Offensive coordinator Frank Reich finally admitted that there will be "very minor tweaks" to the Eagles' weekly game plans with Foles in at quarterback. But he made the same point as Foles, that the system is built around the QB, but also around the other talent on offense. 

There is, however, one pretty significant difference between Wentz and Foles. 

"Now, Carson has some unique physical traits that he does exceptionally well, but it's nothing that Nick can't handle," Reich said. "We're full steam ahead."

The Eagles run plenty of run-pass option plays, but head coach Doug Pederson pointed out on Monday that the Eagles very rarely use their quarterback to run the ball in those situations.

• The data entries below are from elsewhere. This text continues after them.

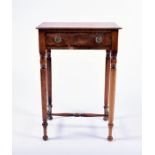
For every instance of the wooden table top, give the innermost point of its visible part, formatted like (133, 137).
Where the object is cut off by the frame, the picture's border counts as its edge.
(78, 25)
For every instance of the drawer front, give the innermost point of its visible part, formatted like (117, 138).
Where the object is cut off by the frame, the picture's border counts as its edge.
(94, 40)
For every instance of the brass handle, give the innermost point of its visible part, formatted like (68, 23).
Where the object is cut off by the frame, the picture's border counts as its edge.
(99, 39)
(58, 39)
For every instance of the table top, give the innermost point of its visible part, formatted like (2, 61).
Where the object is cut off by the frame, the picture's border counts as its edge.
(78, 25)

And as far as RPOs go, Foles has used them plenty before. 

Another part of the offense that has been tailored to Wentz is the autonomy the quarterback has at the line of scrimmage. Wentz has been able to make calls and checks pre-snap based on what the defense shows. It seems like Foles will have that same ability, which is something he's excited about. 

"Understand this, he's a veteran player who has played and won a lot of games, not only here, but other places that he's been," Pederson said. "Nick's a highly intelligent football player."

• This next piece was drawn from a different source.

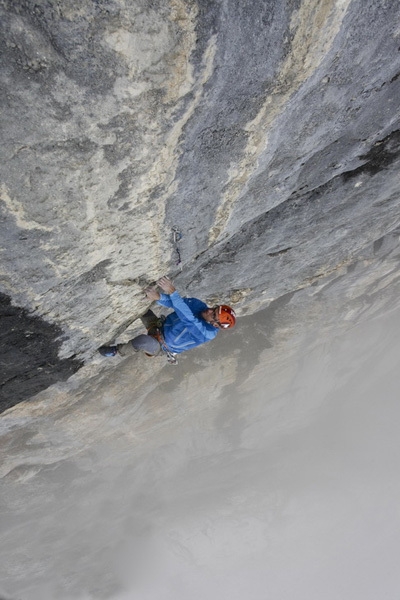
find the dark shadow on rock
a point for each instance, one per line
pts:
(29, 360)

Pederson said he and Foles will talk weekly to make sure his quarterback is comfortable with the plays that go into the game plan. So, theoretically, things could be different. But based on what the offensive leaders of the team have said, don't expect wholesale changes. 

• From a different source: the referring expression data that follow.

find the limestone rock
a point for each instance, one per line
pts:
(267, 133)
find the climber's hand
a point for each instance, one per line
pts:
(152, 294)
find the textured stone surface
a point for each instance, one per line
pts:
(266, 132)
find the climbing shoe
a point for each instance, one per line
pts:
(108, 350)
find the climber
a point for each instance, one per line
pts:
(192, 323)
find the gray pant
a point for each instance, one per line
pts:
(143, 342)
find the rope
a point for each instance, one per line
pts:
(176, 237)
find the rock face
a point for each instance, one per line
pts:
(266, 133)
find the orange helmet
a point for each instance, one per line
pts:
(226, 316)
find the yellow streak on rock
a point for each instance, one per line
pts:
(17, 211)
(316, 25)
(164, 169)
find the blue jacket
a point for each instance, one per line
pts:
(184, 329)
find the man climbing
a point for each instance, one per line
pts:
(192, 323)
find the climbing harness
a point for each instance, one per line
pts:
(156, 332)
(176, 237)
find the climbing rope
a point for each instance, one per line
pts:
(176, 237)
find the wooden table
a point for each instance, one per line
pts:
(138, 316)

Now, what might change about the offense isn't necessarily by design. Because of Wentz's unique physical gifts and escapability, he's able to make incredible plays. The escape in Washington, the throw to Corey Clement in the end zone, the deep flick down the sideline in Seattle, those are plays only a handful of guys in the world can make. It would be unfair to expect Foles to make them. 

But as far as game-planning goes, the Eagles are going to do what they've done. 

"I feel comfortable in this offense," Foles said. "I love this offense. We're going to run this offense. Nothing's going to change."

Foles dealt with elbow soreness during the summer, but says his elbow now feels "amazing" and is not an issue. That's good news for the Eagles, because at least Foles has plenty of starting experience. His backup, Nate Sudfeld, has never even been active for an NFL game. 

The Eagles' hopes in 2017 rest on the shoulders of Foles. 

"I've always been a gunslinger, just let it rip," Foles said. "That's what I'm going to do. I'm going to play loose, count on the guys, lead this team. There's no other place I'd rather be. That's why I came back here. ... I'm ready to step up and help this team win."